Ritu Maheshwari v. Ramesh Chandra Nagar

Supreme Court of India · 29 Jul 2025
B. R. Gavai; K. Vinod Chandran
CIVIL APPEAL NO.___________ OF 2025
2025 INSC 940
administrative appeal_allowed Significant

AI Summary

The Supreme Court held that reasoned rejection of regularization claims by NOIDA complied with High Court directions and quashed the interim contempt order against the CEO.

Full Text
Translation output
2025 INSC 940
IN THE SUPREME COURT OF INDIA
CIVIL APPELLATE JURISDICTION
CIVIL APPEAL NO.___________ OF 2025
(Arising out of SLP(C) No. 16848 of 2021)
RITU MAHESHWARI, CHIEF EXECUTIVE OFFICER …APPELLANT
VERSUS
RAMESH CHANDRA NAGAR
AND OTHERS …RESPONDENTS
JUDGMENT
B.R. GAVAI, CJI

1. Leave granted.

2. The present appeal challenges the interim order dated 06.10.2021 passed by the learned Single Judge of the High Court of Judicature at Allahabad in Contempt Application (C) No. 4876 of 2020.

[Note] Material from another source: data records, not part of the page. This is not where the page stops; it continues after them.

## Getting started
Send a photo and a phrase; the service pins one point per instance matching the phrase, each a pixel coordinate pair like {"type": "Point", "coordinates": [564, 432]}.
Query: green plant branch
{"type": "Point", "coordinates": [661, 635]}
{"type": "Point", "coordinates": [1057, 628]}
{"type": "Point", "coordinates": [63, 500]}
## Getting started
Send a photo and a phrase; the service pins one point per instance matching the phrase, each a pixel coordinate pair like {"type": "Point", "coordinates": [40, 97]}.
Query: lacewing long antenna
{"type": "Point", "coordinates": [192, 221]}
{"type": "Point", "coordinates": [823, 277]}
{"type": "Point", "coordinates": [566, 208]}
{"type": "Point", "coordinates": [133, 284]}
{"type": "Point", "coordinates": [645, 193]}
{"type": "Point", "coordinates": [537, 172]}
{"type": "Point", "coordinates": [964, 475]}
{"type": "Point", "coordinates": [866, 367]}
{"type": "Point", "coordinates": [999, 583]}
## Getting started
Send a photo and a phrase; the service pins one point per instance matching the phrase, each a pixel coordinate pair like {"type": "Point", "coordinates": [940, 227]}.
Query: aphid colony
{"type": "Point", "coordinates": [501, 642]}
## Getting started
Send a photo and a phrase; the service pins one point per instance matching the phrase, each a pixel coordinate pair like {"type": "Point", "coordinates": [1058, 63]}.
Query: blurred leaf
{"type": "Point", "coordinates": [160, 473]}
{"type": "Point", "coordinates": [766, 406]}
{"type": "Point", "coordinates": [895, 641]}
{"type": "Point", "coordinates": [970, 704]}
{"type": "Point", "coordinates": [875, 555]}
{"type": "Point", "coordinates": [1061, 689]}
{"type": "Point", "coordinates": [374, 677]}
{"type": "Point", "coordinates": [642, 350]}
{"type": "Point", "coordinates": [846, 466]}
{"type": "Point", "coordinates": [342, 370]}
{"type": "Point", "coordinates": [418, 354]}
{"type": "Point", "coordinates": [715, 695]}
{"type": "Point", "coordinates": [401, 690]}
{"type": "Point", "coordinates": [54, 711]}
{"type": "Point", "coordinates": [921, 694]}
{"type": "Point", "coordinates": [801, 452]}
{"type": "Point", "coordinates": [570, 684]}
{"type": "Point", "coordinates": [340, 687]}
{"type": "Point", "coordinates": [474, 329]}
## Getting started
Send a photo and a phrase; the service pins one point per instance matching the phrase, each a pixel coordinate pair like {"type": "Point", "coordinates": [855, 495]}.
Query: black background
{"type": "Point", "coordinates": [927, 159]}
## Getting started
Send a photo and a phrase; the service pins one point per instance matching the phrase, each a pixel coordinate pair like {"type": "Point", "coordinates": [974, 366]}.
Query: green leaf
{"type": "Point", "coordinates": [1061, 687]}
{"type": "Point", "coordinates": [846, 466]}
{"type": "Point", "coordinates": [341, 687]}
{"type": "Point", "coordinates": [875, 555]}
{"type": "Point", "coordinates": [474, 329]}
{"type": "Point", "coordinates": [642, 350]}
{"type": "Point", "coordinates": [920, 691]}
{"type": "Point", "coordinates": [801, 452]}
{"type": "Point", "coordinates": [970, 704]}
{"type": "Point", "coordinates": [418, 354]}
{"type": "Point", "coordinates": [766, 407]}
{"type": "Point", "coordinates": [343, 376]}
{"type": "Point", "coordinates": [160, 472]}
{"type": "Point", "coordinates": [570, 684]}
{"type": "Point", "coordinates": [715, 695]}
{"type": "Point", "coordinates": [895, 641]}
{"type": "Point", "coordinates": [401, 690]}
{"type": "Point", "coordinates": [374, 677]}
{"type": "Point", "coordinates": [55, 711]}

3. The present appeal has a chequered history.

4. Numerous petitions have been filed by the respondents who are drivers engaged by New Okhla Industrial Development Authority (NOIDA) seeking regularization of their services. However, we do not find it necessary to delve into the earlier proceedings, inasmuch as the reference to the order dated 04.02.2020 passed by the learned Single Judge of the High Court in Writ A. No. 9743 of 2019 and the subsequent orders passed by the NOIDA and the High Court, would suffice for the purpose.

5. In pursuance to the earlier representations made by the respondents, the Chairman and Chief Executive Officer (CEO) of the NOIDA rejected their claims for regularization of services vide an order dated 08.11.2017.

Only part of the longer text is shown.